Pediatric Nephrology and Dialysis Unit, Pediatric Hospital "Giovanni XXIII", Bari, Italy.
Clinical Pathology Unit and Center for Molecular Medicine, Department of Medical and Surgical Sciences, University of Foggia, Foggia, Italy.
Pediatr Nephrol. 2019 Mar;34(3):517-527. doi: 10.1007/s00467-018-4112-2. Epub 2018 Oct 25.
Thrombotic microangiopathy (TMA) is a clinical syndrome encompassing a large group of rare but severe disorders including thrombotic thrombocytopenic purpura (TTP) and both typical and atypical forms of hemolytic uremic syndrome (HUS). The key role of the complement system is well known in TTP and atypical HUS, but recent reports describe its involvement in the pathogenesis of HUS secondary to gastrointestinal infections due to Shiga toxin-producing Escherichia coli (STEC).
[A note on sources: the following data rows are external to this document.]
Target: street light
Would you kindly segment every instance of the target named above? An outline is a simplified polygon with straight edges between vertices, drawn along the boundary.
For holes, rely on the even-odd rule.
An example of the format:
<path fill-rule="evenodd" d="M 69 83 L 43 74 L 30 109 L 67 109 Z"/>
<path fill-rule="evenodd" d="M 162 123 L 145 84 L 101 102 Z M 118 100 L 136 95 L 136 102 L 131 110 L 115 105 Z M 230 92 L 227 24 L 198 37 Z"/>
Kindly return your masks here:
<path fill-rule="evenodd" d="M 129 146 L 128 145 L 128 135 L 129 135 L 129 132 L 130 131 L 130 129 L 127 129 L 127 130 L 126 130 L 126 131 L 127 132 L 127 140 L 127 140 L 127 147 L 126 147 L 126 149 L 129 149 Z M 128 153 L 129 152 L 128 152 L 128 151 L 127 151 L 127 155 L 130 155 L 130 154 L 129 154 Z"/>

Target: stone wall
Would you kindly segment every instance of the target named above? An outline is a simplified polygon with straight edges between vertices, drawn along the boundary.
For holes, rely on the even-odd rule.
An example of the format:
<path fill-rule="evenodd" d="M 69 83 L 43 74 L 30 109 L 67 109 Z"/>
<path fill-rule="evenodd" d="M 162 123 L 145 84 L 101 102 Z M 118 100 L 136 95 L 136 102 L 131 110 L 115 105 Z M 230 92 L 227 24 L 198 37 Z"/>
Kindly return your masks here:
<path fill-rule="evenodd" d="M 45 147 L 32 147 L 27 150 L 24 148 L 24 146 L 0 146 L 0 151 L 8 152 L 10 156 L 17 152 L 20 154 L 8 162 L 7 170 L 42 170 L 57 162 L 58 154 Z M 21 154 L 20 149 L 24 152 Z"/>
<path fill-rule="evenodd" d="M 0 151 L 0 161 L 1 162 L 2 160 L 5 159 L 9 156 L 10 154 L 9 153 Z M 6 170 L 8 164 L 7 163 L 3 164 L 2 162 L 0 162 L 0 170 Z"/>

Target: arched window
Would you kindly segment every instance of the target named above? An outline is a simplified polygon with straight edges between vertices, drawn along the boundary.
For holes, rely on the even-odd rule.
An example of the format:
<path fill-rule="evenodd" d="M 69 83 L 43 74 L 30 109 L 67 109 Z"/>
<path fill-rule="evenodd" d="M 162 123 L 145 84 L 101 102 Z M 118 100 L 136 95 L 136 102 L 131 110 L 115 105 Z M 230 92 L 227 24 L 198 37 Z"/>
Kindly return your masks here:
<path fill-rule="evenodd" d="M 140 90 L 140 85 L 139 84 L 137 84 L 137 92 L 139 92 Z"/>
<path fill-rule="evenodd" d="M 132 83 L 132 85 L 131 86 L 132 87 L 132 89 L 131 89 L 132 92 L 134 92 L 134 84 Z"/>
TMA mainly affects the kidney, but extra-renal complications are frequently described. The involvement of the central nervous system (CNS) represents often a life-threatening condition and it can result in serious long-term disability in HUS patients who overcome the acute phase of illness. In the present study, we retrospectively analyzed a pediatric cohort of a single tertiary pediatric hospital in Southern Italy, in which this complication occurred in 12/54 children (22% of cases), of whom five with severe neurological involvement had been successfully treated with eculizumab.
The great clinical variability of brain injury in our cohort has led us to retrospectively build a "neurological score" useful to assess the clinical severity of neurologic involvement. Subjects with higher neurologic score due to the most severe CNS involvement resulted in the group of patients early treated with eculizumab, obtaining a good clinical response (four out five patients). In conclusion, the early treatment with eculizumab in children with severe neurological involvement during STEC-HUS was associated with complete regression of both acute kidney injury (AKI) and neurological lesions observed at magnetic resonance imaging (MRI).
A "neurological score" may be a useful tool to drive the early treatment of CNS complications in STEC-HUS with eculizumab, although future perspective controlled studies are urgently needed to validate this therapeutic approach.
血栓性微血管病(TMA)是一种临床综合征,涵盖了一大组罕见但严重的疾病,包括血栓性血小板减少性紫癜(TTP)以及典型和非典型溶血尿毒综合征(HUS)。补体系统在 TTP 和非典型 HUS 中的关键作用是众所周知的,但最近的报告描述了它在由产志贺毒素大肠杆菌(STEC)引起的胃肠道感染继发的 HUS 发病机制中的作用。
TMA 主要影响肾脏,但经常描述其肾脏外并发症。中枢神经系统(CNS)的受累通常是一种危及生命的情况,它可能导致 HUS 患者在克服疾病急性期后出现严重的长期残疾。在本研究中,我们回顾性分析了意大利南部一家三级儿科医院的儿科队列,其中 12/54 名儿童(22%的病例)发生了这种并发症,其中 5 名严重神经受累的患者已成功接受依库珠单抗治疗。
我们队列中脑损伤的巨大临床变异性促使我们回顾性构建了一个“神经评分”,用于评估神经受累的临床严重程度。由于最严重的 CNS 受累而导致更高神经评分的患者,在早期接受依库珠单抗治疗的患者中,获得了良好的临床反应(5 名患者中有 4 名)。总之,在 STEC-HUS 中严重神经受累的儿童中早期使用依库珠单抗治疗与磁共振成像(MRI)观察到的急性肾损伤(AKI)和神经病变的完全消退相关。
“神经评分”可能是一种有用的工具,可用于指导早期使用依库珠单抗治疗 STEC-HUS 中的 CNS 并发症,尽管迫切需要未来的前瞻性对照研究来验证这种治疗方法。